Duplicate Detection for eDiscovery

The Stratify Legal Discovery service quickly identifies duplicate and near-duplicate documents and delivers them together, in context, to accelerate review and ensure consistent tagging.


Duplicates are automatically grouped together to accelerate review.

More Efficient and Consistent Tagging

Reviewers can swiftly examine duplicate and near duplicate documents and tag them individually, or batch-tag them as a group. This consistent tagging of duplicates ensures that disparate actions are not taken, for instance, when one near duplicate is tagged responsive while another is tagged privileged.

Duplicate documents are grouped as follows:

Exact duplicates contain identical content and identical metadata. For example, monthly backup tape copies of a document are exact duplicates of each other. Exact duplicates are usually culled from the reviewable document universe.

Content duplicates contain identical content but different metadata.
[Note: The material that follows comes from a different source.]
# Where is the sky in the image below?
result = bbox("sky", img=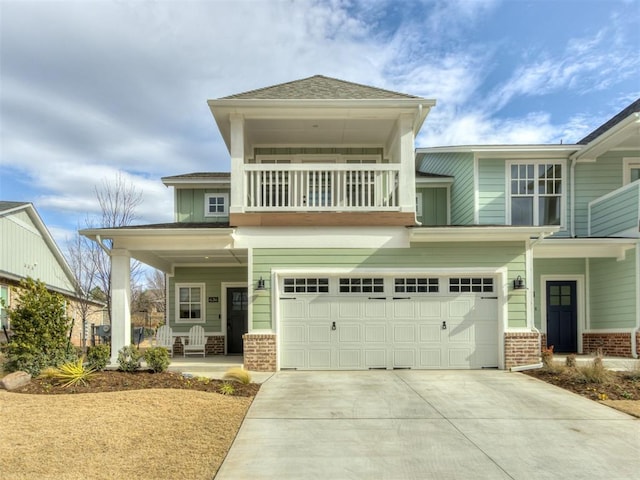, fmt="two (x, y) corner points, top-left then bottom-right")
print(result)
(0, 0), (640, 250)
For example, identical copies of a document located on a personal hard drive and a central file server are content duplicates.

Content duplicates can be retained or removed from the reviewable universe. They are often retained in matters where it is important to understand “who knew what when,” or removed in matters where it is important to identify responsive documents, such as in HSR Second Requests.

Near Duplicates are minor variations of the same document. They contain similar, but slightly altered content. For example, multiple revisions to text documents, minor cell changes in spreadsheets, or emails that are forwarded from one person to another are near duplicates.